Moim kolejnym przystankiem we Frankfurcie był rynek, czyli tak zwany Römerberg. Jak już pisałam, jest on dość specyficzny, bo znajduje się na górce (o czym świadczy nawet jego nazwa - "Berg" to po niemiecku "góra") opadającej w kierunku Menu. Przespacerowałam się też trochę w jego okolicy, oglądając katedrę frankfurcką, Paulskirche i Saalgasse.
Zaczęłam od katedry (Dom), która z zewnątrz prezentowała się imponująco...
... ale w środku nie była już tak ciekawa. Zaskoczyły mnie jednak organy umieszczone w nawie bocznej, a nie w głównej, jak to zwykle bywa.
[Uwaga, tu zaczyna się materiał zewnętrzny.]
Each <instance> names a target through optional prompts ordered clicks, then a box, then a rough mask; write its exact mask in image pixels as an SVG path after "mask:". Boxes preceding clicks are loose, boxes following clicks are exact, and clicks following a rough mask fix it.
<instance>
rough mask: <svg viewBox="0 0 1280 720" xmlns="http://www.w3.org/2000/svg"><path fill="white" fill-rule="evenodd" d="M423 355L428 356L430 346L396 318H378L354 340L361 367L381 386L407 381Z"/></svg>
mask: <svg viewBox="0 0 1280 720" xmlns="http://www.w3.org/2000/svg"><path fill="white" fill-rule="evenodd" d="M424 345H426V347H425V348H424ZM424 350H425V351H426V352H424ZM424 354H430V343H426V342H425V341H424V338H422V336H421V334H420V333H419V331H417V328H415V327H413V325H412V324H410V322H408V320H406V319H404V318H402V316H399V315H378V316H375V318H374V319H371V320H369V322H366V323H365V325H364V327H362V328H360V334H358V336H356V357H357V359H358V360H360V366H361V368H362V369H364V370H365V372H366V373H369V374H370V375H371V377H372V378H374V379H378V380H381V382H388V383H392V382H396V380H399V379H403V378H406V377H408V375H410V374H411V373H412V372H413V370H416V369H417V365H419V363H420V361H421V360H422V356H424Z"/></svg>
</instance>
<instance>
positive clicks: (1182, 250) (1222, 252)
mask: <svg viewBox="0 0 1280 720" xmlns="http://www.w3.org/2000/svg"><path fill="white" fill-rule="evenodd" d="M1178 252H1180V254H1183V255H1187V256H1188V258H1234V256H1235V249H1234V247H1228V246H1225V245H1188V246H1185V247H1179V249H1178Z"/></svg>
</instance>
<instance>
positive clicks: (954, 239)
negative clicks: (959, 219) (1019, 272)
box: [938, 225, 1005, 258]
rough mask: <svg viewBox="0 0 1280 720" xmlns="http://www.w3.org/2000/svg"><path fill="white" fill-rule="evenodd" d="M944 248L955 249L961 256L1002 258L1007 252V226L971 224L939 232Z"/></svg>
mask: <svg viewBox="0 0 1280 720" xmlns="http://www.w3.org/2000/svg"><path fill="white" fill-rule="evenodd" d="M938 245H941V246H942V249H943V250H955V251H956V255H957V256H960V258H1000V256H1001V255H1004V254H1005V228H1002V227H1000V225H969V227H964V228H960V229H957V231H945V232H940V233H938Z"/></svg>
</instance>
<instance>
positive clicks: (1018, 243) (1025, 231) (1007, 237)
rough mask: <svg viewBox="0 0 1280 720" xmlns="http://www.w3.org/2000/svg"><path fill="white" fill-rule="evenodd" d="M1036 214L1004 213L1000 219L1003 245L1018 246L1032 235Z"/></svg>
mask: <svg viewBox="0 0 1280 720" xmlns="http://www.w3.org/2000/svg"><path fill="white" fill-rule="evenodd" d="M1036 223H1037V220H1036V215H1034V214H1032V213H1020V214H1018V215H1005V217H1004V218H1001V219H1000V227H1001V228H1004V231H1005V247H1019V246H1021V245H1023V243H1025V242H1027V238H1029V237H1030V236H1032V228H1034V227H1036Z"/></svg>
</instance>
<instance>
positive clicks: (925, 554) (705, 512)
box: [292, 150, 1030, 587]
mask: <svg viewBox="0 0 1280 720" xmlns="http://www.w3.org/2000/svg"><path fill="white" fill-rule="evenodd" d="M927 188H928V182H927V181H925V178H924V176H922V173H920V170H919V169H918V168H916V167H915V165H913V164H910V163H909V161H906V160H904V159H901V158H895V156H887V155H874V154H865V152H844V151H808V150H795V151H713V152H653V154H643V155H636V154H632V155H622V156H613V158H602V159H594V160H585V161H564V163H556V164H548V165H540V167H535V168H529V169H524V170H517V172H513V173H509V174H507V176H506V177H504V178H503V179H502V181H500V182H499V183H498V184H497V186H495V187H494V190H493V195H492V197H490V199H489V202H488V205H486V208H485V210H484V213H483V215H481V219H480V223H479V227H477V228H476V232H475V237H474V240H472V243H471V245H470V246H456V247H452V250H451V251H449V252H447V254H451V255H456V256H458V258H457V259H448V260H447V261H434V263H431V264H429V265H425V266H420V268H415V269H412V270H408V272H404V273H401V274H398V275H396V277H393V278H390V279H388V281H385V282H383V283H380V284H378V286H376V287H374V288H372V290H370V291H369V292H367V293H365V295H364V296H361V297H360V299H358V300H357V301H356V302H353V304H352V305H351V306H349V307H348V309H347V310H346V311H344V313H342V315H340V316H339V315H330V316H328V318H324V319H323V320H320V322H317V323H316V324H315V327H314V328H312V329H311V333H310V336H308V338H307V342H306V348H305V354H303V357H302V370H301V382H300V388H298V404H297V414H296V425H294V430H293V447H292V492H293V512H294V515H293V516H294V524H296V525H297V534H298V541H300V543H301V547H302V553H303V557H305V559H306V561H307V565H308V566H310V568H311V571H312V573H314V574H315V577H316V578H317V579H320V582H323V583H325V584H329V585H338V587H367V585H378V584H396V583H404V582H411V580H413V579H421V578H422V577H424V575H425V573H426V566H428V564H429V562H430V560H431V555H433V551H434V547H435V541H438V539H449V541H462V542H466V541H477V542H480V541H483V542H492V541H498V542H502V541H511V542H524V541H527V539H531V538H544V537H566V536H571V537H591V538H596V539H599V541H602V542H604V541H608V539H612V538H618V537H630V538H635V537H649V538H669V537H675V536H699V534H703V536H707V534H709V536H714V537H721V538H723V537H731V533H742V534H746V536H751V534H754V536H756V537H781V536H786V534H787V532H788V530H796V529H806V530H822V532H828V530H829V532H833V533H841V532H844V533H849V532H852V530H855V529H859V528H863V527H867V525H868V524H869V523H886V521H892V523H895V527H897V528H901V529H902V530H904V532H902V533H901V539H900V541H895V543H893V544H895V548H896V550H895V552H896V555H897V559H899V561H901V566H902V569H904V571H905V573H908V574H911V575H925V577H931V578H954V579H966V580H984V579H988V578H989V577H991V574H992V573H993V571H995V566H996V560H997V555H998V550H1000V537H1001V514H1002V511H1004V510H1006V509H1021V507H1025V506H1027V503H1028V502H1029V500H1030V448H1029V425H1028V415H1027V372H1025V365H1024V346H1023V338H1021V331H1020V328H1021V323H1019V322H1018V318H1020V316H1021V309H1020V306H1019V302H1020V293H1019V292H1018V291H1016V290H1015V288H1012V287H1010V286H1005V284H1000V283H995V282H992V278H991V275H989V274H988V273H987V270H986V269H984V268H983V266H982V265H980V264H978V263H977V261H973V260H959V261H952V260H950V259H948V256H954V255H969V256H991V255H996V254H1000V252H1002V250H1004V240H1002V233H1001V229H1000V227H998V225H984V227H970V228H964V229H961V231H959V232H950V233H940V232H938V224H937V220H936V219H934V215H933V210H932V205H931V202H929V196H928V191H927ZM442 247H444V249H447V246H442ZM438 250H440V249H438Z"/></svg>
Po wizycie w katedrze ruszyłam na poszukiwanie rynku, ale po drodze mój wzrok przyciągnął kościółek ze środkowego zdjęcia, więc postanowiłam zboczyć trochę z trasy i przyjrzeć mu się z bliska...
... a po drodze natknęłam się przypadkiem na kolejny obiekt, którego miałam szukać - Paulskirche, czyli miejsce, w którym odbywał się parlament frankfurcki podczas Wiosny Ludów w 1848 roku (dla niezaznajomionych z historią Niemiec - parlament ten był pierwszym niemieckim parlamentem wybranym w wyborach i zaproponował koronę cesarską królowi pruskiemu Fryderykowi Wilhelmowi IV, na co ten odparł, że nie będzie podnosił korony z błota, bo chciał dostać władzę od książąt niemieckich, a nie od ludu). Kościół z zewnątrz wygląda tak...
... a w środku tak (kto widzi flagę Berlina na ostatnim zdjęciu? :D).
A to już Römerberg...
... na którym odbywał się właśnie protest głodowy w obronie Kurdystanu, co zupełnie zbiło mnie z pantałyku. ;)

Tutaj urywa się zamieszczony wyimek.